Four days later, the government, embarrassed, gave way, reinstating the TV5 licence.
But on the eve of the first round of elections, another protest broke out when seven reporters of One Plus One quit, accusing their bosses of bending to government pressure.
More journalists from other pro-government TV stations followed and censorship was eased, too late to affect the first round of voting in October, but in time to give more even coverage for the second round, on November 21st.
But when protesters flooded the streets last week, the red pen was back - and with a vengeance.
Last Tuesday, the mother of all temnikys came juddering through newsroom fax machines, containing no fewer than 30 banned items.
That fax, also passed to The Irish Times, makes compelling reading.

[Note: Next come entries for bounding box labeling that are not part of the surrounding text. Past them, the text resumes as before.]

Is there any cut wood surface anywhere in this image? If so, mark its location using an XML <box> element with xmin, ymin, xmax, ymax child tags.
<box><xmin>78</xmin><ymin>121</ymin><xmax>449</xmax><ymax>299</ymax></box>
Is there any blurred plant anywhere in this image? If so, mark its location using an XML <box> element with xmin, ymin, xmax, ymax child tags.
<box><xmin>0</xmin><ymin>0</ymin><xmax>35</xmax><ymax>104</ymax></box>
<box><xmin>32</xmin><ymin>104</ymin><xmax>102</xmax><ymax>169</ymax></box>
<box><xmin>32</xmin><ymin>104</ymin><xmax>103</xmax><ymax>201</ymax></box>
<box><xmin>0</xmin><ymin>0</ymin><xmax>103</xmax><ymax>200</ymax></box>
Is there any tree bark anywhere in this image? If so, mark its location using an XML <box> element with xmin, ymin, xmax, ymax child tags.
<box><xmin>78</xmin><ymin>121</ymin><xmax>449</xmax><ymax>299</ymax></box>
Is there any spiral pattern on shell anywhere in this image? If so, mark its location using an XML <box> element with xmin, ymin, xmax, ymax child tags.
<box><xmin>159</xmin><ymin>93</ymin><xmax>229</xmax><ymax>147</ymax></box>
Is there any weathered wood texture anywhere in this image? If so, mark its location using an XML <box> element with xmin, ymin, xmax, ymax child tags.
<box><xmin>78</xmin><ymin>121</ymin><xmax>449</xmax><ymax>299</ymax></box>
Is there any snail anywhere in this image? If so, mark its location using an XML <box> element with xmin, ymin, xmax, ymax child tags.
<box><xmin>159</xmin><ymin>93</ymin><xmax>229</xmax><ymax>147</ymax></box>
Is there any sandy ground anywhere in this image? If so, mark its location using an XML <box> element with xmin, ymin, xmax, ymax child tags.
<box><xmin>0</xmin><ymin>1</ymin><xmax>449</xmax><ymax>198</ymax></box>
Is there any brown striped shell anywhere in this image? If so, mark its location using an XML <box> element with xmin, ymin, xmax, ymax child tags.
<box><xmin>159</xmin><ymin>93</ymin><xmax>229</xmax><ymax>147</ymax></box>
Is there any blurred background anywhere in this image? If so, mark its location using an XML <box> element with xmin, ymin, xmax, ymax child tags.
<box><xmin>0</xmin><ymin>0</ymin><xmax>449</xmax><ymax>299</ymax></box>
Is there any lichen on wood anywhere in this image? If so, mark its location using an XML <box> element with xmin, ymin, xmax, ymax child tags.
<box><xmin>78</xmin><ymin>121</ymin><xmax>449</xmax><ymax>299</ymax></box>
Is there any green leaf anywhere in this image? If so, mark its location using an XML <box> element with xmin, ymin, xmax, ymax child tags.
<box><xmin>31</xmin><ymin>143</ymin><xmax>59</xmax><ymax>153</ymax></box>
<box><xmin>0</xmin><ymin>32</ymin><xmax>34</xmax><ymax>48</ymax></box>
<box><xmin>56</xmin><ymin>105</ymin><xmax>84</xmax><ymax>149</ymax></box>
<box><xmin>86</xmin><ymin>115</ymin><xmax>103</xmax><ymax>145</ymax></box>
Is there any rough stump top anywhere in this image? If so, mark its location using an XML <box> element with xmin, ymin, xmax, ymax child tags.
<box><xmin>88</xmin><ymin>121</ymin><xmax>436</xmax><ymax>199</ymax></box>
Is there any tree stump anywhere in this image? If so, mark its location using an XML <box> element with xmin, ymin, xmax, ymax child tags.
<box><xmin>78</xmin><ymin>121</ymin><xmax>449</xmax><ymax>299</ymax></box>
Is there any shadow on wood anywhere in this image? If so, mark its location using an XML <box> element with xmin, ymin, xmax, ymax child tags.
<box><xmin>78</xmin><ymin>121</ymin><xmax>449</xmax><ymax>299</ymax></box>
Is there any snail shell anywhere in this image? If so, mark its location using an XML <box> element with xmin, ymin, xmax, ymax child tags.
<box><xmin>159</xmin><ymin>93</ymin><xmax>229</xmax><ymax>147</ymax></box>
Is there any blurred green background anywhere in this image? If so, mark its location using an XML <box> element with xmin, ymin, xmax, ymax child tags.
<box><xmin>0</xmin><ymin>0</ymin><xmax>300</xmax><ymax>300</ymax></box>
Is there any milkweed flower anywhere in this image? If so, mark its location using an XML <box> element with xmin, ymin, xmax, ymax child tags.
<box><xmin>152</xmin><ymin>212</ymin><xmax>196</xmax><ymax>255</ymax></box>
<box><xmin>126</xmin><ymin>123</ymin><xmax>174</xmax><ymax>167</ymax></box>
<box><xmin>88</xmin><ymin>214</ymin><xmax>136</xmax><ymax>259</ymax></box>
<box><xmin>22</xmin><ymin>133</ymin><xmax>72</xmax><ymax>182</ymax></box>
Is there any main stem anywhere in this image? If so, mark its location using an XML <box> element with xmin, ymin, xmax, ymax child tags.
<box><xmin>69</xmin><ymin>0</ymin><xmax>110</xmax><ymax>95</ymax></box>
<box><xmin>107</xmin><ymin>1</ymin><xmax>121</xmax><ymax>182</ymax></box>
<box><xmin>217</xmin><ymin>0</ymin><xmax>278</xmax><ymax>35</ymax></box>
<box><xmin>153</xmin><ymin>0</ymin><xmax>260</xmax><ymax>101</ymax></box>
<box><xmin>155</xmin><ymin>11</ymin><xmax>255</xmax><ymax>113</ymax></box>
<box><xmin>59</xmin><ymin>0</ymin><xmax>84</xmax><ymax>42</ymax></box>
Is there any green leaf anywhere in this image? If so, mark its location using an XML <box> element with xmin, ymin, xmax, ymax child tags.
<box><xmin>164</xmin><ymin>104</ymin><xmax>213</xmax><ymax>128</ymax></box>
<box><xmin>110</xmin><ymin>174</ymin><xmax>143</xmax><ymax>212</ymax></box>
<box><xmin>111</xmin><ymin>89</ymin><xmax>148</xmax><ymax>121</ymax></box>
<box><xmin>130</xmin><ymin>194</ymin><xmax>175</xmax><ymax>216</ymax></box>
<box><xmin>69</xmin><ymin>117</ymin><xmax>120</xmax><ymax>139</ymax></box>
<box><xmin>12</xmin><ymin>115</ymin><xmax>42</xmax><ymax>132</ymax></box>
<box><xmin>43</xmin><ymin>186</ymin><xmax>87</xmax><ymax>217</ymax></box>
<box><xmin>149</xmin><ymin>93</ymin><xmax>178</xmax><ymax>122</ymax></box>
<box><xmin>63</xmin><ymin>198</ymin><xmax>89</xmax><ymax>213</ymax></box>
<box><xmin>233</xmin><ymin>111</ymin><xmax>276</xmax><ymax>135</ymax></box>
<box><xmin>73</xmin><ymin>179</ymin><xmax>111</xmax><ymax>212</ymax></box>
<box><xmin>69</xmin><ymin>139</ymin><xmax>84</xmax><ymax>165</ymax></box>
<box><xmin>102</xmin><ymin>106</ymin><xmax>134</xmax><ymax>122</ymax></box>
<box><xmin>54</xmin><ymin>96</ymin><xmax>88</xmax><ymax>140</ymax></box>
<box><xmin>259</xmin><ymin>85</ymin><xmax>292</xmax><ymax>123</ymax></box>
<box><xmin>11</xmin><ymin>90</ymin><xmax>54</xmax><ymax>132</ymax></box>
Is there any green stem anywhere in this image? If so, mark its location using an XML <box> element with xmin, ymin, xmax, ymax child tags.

Item one forbids editors from mentioning that quarter of a million people have taken to the streets in the capital to protest.
Item three forbids mention of the ringing condemnation of the election by monitors, item 15 forbids mention of Washington's fury and item 17 forbids mention of the Financial Times for that day.
Also censored was mention of the European Union summoning Ukraine ambassadors to complain about election fraud. Item 24 instructs editors to make no mention of a woman from Poltava who voted four times over for the government candidate, Viktor Yanukovich.
Censorship still continues in eastern Ukraine, with TV5 and parts of state television kept off the air in Donetsk, the government's last stronghold.
But in Kiev the mood among journalists is bubbling.
Yevgenia Alexandria, a 24- year-old reporter at Kiev Post, an independent newspaper which has chronicled the sufferings of Ukraine's broadcasters, said. "You know, we were always feeling hope. The Ukrainian saying is that hope dies last."